Era novembro de 2014. Primeiro fim de semana. Plena campanha da Dilma. Fim de tarde na RPPN dele, a Linda Serra dos Topázios. Jaime e eu começamos a conversar sobre a falta que fazia termos acesso a um veículo independente e democrático de informação.

Resolvemos fundar o nosso. Um espaço não comercial, de resistência. Mais um trabalho de militância, voluntário, por suposto. Jaime propôs um jornal; eu, uma revista. O nome eu escolhi (ele queria Bacurau). Dividimos as tarefas. A capa ficou com ele, a linha editorial também.

Correr atrás da grana ficou por minha conta. A paleta de cores, depois de larga prosa, Jaime fechou questão – “nossas cores vão ser o vermelho e o amarelo, porque revista tem que ter cor de luta, cor vibrante” (eu queria verde-floresta). Na paz, acabei enfiando um branco.
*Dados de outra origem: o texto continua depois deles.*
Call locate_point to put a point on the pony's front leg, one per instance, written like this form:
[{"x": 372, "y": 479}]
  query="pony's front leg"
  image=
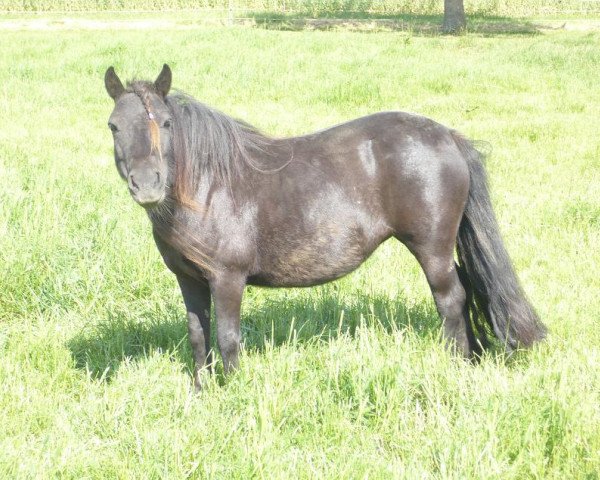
[
  {"x": 196, "y": 296},
  {"x": 227, "y": 289}
]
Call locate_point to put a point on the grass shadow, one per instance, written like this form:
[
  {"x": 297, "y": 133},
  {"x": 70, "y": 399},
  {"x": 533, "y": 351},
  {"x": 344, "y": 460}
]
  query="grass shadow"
[
  {"x": 421, "y": 25},
  {"x": 104, "y": 347}
]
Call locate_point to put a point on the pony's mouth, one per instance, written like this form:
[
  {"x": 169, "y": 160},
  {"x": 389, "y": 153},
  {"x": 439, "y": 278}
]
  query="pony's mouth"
[{"x": 148, "y": 199}]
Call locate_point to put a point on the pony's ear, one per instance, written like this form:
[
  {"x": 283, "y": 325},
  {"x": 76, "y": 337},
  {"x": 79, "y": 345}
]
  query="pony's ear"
[
  {"x": 163, "y": 81},
  {"x": 113, "y": 84}
]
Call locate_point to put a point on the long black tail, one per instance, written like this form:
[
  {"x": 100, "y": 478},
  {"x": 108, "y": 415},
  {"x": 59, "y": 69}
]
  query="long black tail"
[{"x": 486, "y": 270}]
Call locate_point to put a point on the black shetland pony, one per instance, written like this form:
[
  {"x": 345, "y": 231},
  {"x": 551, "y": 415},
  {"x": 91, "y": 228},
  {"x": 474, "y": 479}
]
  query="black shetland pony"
[{"x": 231, "y": 207}]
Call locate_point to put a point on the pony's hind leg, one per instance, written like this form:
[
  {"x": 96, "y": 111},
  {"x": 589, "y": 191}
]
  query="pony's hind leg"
[{"x": 448, "y": 292}]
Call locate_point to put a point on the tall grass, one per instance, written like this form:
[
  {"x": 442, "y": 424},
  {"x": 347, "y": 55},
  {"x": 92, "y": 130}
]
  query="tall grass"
[
  {"x": 311, "y": 7},
  {"x": 348, "y": 380}
]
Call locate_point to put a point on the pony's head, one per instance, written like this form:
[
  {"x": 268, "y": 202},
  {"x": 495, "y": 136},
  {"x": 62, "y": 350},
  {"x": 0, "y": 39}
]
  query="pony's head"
[{"x": 142, "y": 134}]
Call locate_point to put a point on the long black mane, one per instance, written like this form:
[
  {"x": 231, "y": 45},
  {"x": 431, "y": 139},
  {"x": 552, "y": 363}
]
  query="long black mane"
[{"x": 209, "y": 144}]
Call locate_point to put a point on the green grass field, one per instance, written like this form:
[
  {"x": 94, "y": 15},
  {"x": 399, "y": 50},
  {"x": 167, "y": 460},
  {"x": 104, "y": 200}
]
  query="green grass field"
[{"x": 348, "y": 380}]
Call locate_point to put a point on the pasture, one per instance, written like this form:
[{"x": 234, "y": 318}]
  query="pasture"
[{"x": 346, "y": 380}]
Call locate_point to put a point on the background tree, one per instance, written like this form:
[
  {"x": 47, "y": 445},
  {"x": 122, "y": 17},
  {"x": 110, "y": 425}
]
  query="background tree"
[{"x": 454, "y": 16}]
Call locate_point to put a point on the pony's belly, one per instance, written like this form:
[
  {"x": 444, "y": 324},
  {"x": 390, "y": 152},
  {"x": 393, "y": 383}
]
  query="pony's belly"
[{"x": 317, "y": 261}]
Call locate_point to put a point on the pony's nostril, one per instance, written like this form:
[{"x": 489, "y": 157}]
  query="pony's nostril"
[{"x": 134, "y": 186}]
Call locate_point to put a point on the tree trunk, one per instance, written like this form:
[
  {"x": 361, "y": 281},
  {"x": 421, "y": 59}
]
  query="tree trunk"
[{"x": 454, "y": 16}]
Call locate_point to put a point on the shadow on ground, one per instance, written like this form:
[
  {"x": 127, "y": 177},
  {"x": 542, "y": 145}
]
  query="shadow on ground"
[
  {"x": 424, "y": 25},
  {"x": 102, "y": 349}
]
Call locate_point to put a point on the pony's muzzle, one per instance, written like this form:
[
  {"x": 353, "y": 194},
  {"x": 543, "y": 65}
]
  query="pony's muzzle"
[{"x": 146, "y": 187}]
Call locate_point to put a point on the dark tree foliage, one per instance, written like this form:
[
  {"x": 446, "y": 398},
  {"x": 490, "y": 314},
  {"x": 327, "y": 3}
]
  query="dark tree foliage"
[{"x": 454, "y": 16}]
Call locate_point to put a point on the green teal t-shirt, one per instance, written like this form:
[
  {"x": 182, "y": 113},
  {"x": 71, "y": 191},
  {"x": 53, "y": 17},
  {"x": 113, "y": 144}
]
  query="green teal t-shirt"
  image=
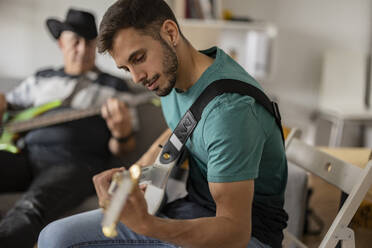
[{"x": 236, "y": 139}]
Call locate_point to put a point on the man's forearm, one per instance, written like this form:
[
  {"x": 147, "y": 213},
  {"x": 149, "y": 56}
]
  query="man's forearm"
[{"x": 202, "y": 232}]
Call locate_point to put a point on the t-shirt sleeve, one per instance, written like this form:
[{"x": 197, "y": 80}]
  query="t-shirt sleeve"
[{"x": 234, "y": 140}]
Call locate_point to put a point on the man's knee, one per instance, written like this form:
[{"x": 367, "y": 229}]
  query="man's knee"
[{"x": 53, "y": 235}]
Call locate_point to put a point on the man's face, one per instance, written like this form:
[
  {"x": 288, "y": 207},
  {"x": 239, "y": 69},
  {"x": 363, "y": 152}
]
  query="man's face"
[
  {"x": 151, "y": 62},
  {"x": 78, "y": 53}
]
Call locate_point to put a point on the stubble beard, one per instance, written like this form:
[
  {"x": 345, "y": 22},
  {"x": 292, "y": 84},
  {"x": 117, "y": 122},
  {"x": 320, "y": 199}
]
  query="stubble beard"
[{"x": 170, "y": 65}]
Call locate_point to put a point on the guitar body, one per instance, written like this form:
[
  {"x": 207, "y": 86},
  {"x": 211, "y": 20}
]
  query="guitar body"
[{"x": 8, "y": 137}]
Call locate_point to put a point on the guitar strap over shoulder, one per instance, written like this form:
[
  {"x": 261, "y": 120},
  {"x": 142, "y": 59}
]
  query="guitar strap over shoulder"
[{"x": 175, "y": 145}]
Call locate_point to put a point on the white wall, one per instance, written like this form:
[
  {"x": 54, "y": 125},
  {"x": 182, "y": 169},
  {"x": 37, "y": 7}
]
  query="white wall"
[{"x": 306, "y": 29}]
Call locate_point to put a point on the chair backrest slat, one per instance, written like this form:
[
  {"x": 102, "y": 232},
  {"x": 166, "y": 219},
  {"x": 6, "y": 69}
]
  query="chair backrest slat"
[{"x": 336, "y": 172}]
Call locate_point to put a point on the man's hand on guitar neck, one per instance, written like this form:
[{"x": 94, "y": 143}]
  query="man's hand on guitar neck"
[
  {"x": 3, "y": 105},
  {"x": 119, "y": 121},
  {"x": 134, "y": 214}
]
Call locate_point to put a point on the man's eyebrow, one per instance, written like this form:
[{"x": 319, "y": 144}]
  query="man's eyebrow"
[{"x": 134, "y": 54}]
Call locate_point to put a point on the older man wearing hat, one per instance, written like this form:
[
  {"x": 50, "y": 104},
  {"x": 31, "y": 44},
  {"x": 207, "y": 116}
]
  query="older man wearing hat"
[{"x": 55, "y": 168}]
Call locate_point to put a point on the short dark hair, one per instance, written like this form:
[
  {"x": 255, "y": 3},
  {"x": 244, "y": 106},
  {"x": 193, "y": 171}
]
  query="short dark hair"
[{"x": 146, "y": 16}]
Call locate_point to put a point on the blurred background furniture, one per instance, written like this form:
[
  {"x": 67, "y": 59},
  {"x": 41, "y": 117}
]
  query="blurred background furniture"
[{"x": 349, "y": 178}]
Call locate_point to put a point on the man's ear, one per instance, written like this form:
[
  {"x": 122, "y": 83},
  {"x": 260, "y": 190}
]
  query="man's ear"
[
  {"x": 170, "y": 32},
  {"x": 60, "y": 43}
]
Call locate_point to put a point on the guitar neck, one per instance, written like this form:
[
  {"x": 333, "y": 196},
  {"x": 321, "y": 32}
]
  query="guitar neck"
[
  {"x": 70, "y": 115},
  {"x": 47, "y": 120}
]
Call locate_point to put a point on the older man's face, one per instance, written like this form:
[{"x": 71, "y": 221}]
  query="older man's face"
[{"x": 78, "y": 53}]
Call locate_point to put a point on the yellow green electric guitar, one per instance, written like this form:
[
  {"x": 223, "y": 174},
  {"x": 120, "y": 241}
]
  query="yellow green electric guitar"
[{"x": 30, "y": 119}]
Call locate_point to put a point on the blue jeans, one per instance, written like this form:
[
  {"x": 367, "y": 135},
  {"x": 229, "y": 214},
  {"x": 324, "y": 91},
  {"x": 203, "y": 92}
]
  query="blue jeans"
[{"x": 84, "y": 230}]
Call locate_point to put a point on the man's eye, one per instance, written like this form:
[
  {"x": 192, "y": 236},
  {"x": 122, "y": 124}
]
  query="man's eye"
[{"x": 140, "y": 58}]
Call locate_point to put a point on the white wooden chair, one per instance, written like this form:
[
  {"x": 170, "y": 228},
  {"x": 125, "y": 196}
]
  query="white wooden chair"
[{"x": 349, "y": 178}]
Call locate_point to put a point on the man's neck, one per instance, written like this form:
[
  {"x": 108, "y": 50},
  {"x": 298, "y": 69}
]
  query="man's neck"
[{"x": 192, "y": 65}]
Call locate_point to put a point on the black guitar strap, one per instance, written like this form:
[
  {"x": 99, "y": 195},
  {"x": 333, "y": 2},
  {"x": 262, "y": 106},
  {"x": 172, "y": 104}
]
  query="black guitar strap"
[{"x": 175, "y": 145}]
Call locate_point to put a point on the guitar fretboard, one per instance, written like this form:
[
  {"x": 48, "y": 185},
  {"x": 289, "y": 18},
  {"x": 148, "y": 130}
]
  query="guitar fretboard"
[
  {"x": 47, "y": 120},
  {"x": 69, "y": 115}
]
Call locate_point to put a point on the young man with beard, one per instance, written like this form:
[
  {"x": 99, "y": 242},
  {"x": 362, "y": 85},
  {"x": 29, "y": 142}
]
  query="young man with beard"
[{"x": 238, "y": 168}]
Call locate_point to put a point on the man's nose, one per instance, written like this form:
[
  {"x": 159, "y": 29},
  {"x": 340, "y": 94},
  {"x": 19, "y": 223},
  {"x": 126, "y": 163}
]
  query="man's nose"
[{"x": 138, "y": 76}]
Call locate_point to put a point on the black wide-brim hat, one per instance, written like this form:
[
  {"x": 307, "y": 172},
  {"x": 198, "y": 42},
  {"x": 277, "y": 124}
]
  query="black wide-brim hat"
[{"x": 80, "y": 22}]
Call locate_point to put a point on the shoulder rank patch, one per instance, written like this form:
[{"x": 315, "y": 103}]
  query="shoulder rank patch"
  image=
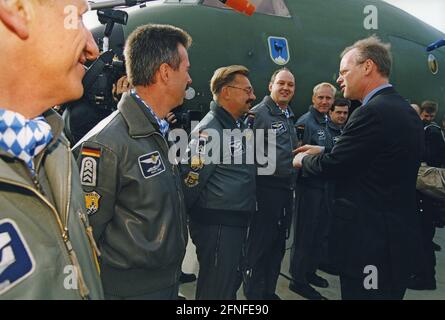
[
  {"x": 16, "y": 262},
  {"x": 92, "y": 202},
  {"x": 196, "y": 163},
  {"x": 151, "y": 164},
  {"x": 192, "y": 179},
  {"x": 89, "y": 166},
  {"x": 236, "y": 147},
  {"x": 321, "y": 134},
  {"x": 201, "y": 145}
]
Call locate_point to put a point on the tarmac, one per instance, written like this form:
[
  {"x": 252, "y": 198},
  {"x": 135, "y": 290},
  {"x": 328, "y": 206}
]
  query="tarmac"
[{"x": 333, "y": 291}]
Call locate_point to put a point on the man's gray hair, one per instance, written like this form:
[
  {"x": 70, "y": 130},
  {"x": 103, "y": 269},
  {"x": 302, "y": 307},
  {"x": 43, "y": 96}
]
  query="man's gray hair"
[
  {"x": 373, "y": 48},
  {"x": 148, "y": 47},
  {"x": 324, "y": 85}
]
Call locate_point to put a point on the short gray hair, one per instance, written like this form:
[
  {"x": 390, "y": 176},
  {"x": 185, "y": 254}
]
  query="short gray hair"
[
  {"x": 224, "y": 76},
  {"x": 373, "y": 48},
  {"x": 148, "y": 47}
]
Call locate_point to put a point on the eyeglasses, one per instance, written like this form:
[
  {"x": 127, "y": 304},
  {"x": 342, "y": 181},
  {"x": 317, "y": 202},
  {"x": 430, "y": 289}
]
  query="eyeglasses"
[{"x": 248, "y": 90}]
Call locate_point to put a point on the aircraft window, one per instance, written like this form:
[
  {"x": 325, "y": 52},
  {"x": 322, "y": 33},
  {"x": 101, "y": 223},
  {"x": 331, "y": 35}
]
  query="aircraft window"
[
  {"x": 270, "y": 7},
  {"x": 182, "y": 1}
]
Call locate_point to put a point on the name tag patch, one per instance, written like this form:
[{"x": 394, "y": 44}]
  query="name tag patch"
[
  {"x": 16, "y": 260},
  {"x": 151, "y": 164},
  {"x": 278, "y": 127}
]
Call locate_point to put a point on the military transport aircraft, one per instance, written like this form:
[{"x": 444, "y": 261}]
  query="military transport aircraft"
[{"x": 306, "y": 36}]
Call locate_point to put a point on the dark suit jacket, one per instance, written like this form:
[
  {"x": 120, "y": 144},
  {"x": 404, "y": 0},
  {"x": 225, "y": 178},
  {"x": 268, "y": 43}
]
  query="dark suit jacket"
[{"x": 375, "y": 164}]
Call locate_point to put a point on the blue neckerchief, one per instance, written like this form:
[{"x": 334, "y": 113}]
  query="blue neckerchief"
[
  {"x": 23, "y": 138},
  {"x": 373, "y": 92},
  {"x": 163, "y": 124}
]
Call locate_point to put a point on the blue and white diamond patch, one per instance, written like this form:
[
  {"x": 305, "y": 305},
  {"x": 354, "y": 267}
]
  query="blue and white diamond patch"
[{"x": 16, "y": 260}]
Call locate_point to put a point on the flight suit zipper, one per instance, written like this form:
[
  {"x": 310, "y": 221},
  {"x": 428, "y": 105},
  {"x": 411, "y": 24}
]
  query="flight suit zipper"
[
  {"x": 173, "y": 168},
  {"x": 38, "y": 191}
]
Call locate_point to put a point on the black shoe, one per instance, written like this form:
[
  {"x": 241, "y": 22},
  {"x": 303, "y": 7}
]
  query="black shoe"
[
  {"x": 421, "y": 283},
  {"x": 436, "y": 247},
  {"x": 187, "y": 277},
  {"x": 330, "y": 269},
  {"x": 316, "y": 280},
  {"x": 272, "y": 296},
  {"x": 306, "y": 291}
]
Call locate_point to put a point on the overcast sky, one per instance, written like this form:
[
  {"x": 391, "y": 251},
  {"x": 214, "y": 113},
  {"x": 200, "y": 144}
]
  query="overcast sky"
[{"x": 430, "y": 11}]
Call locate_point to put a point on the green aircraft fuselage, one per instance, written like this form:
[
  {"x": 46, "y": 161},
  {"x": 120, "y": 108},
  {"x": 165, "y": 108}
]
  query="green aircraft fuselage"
[{"x": 317, "y": 31}]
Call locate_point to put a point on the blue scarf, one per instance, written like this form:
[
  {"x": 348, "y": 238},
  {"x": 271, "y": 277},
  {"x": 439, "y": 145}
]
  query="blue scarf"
[{"x": 23, "y": 138}]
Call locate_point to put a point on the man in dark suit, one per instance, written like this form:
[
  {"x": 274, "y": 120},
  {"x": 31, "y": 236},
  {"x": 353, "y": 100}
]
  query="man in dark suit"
[{"x": 374, "y": 234}]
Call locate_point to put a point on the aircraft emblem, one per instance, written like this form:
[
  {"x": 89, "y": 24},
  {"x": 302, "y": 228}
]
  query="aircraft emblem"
[
  {"x": 151, "y": 164},
  {"x": 279, "y": 50}
]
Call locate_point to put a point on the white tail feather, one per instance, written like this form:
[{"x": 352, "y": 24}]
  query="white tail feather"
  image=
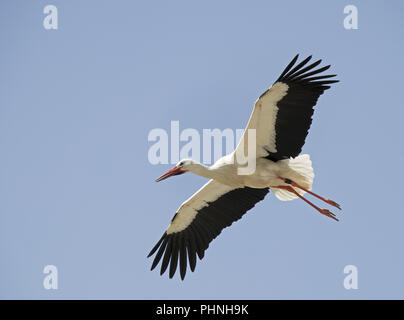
[{"x": 299, "y": 170}]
Fizemos a primeira edição da Xapuri lá mesmo, na Reserva, em uma noite. Optamos por centrar na pauta socioambiental. Nossa primeira capa foi sobre os povos indígenas isolados do Acre: ‘Isolados, Bravos, Livres: Um Brasil Indígena por Conhecer”. Depois de tudo pronto, Jaime inventou de fazer uma outra boneca, “porque toda revista tem que ter número zero”.

Dessa vez finquei pé, ficamos com a capa indígena. Voltei pra Brasília com a boneca praticamente pronta e com a missão de dar um jeito de imprimir. Nos dias seguintes, o Jaime veio pra Formosa, pra convencer minha irmã Lúcia a revisar a revista, “de grátis”. Com a primeira revista impressa, a próxima tarefa foi montar o Conselho Editorial.

Jaime fez questão de visitar, explicar o projeto e convidar pessoalmente cada conselheiro e cada conselheira (até a doença agravar, nos seus últimos meses de vida, nunca abriu mão dessa tarefa). Daqui rumamos pra Goiânia, para convidar o arqueólogo Altair Sales Barbosa, nosso primeiro conselheiro. “O mais sabido de nóis,” segundo o Jaime.

Trilhamos uma linda jornada. Em 80 meses, Jaime fez questão de decidir, mensalmente, o tema da capa e, quase sempre, escrever ele mesmo. Às vezes, ligava pra falar da ótima ideia que teve, às vezes sumia e, no dia certo, lá vinha o texto pronto, impecável.

Na sexta-feira, 9 de julho, quando preparávamos a Xapuri 81, pela primeira vez em sete anos, ele me pediu para cuidar de tudo. Foi uma conversa triste, ele estava agoniado com os rumos da doença e com a tragédia que o Brasil enfrentava. Não falamos em morte, mas eu sabia que era o fim.

Hoje, cá estamos nós, sem as capas do Jaime, sem as pautas do Jaime, sem o linguajar do Jaime, sem o jaimês da Xapuri, mas na labuta, firmes na resistência. Mês sim, mês sim de novo, como você sonhava, Jaiminho, carcamos porva e, enfim, chegamos à nossa edição número 100. E, depois da Xapuri 100, como era desejo seu, a gente segue esperneando.

Fica tranquilo, camarada, que por aqui tá tudo direitim.